Stéphane Hessel: „Empört Euch“
Wie ich gerade über den Newsticker des Deutschlandfunks erfahren habe, ist ein weiterer großer Mann unserer Zeit in der letzten Nacht im Alter von 95 Jahren von uns gegangen. Der Diplomat, Intellektuelle und Autor Stéphane Hessel, der 2010 mit dem Essay „Empört euch!“ (Original: „Indignez-vous“) weltweit bekannt wurde.
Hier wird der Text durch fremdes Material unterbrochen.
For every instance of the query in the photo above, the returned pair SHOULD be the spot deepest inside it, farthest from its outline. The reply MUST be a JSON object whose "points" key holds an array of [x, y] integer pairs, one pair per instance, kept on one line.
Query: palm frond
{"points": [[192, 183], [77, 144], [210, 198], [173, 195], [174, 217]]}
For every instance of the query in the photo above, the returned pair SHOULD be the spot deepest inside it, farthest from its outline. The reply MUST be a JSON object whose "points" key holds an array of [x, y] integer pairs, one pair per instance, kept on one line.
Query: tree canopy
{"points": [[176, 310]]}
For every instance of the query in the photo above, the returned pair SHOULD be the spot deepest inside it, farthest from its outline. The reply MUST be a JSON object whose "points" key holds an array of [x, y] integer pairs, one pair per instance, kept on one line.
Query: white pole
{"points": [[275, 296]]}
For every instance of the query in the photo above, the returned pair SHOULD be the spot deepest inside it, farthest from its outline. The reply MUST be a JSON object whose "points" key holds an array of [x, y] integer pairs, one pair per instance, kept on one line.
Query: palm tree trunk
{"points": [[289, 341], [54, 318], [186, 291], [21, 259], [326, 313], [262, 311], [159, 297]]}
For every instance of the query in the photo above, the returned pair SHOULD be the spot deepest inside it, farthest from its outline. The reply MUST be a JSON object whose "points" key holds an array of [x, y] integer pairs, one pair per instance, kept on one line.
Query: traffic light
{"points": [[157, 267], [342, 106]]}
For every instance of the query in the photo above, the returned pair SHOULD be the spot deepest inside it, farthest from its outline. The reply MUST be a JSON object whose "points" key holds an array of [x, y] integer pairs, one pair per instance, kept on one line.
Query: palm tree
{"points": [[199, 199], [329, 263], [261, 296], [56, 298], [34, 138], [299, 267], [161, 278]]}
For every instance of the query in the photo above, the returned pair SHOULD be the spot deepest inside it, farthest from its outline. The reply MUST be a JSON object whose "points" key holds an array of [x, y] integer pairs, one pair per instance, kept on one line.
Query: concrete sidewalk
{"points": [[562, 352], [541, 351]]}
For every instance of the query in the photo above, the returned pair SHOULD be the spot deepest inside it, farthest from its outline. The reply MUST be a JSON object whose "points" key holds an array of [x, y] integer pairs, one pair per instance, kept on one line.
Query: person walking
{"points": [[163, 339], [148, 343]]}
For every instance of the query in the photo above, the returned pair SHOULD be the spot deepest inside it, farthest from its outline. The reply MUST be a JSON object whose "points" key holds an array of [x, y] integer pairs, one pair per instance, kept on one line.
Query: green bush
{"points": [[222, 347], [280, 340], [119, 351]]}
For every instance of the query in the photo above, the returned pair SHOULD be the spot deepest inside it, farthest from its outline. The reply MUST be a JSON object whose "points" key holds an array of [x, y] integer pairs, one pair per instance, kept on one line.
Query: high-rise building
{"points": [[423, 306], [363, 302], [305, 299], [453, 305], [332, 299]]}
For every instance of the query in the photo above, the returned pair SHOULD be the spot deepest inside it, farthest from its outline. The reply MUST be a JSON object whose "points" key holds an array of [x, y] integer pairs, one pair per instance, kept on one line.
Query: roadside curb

1945 begann der einstige französische Widerstandskämpfer und KZ-Überlebende Stéphane Hessel eine Karriere als Diplomat bei den Vereinten Nationen. In dieser Funktion arbeitete er an der ersten Ausarbeitung der allgemeinen Erklärung der Menschenrechte mit, die 1948 verabschiedet wurden. Bis ins hohe Alter setzte sich Stéphane Hessel für die Menschenrechte ein, für Migranten, so genannte Illegale und Obdachlose, den Erhalt unseres Planeten sowie für den Frieden in der Welt und vor allem im Nahen Osten. Er hatte eine große Wachheit und Sensibilität gegenüber Unrecht, Inegalität und Ausbeutung. Sein Motto lautete, dass die Schlimmste aller Haltungen die Indifferenz wäre und zu sagen, man könne ja nichts dafür und man könne da doch nichts machen. Jeder als Einzelner wäre verantwortlich für die Gesamtheit und nichts und niemand würde dem Einzelnen diese Verantwortung abnehmen, sich aktiv zu engagieren.
Mit seiner Streitschrift und seinen Thesen zur Armutsschere, dem ökologischen Zustand unseres Planeten, der Behandlung von Asylbewerbern und Immigranten, dem Überangebot von Materiellem, der Diktatur durch und die Auswüchse der Finanzmärkte, dem Gesundheitssystem und vieles mehr, rüttelt er seine Leser auf fast unangenehme Weise wach. Ich sage unangenehm, da man sich beim Lesen seiner eigenen Bequemlichkeit gegenüber den bestehenden Missständen und Ungerechtigkeiten bewusst wird und durch die messerscharfen Beobachtungen eines sehr erfahrenen und klugen Mannes aus seiner alltäglichen Komfortzone des Denkens herausgerissen wird.
Sein Aufruf zum Protest gegen diese Zustände diente schon vielen als Inspiration, um sich unter anderem gegen die Folgen der Finanz- und Wirtschaftskrise aufzulehnen. Dazu gehören zum Beispiel Anhänger der Bewegungen „Occupy Wall Street“ und andere Empörte weltweit. Er ruft mit seinen scharfen Beobachtungen vor allem die junge Generation auf, sich nicht mit all diesen Gegebenheiten abzufinden und dagegen aktiv zu werden.
In dem darauf folgenden Buch „Engagiert Euch!“ (Original: „Engagez-vous“), das aus Gesprächen mit dem 25jährigen Gilles Vanderpooten entstand, intensiviert er seine moralischen Forderungen. In diesen Gesprächen, die zwischen 2009 und 2011 geführt wurden, plädiert er für einen aktiven Einsatz und Kampf gegen die von ihm aufgezeigten Ungerechtigkeiten und ruft zum Ungehorsam auf, denn es genügt nicht nur, sich zu entrüsten. Es liegt in der Verantwortung eines jeden Einzelnen, sich auch aktiv gegen die skandalösen Missstände seiner Zeit zu engagieren.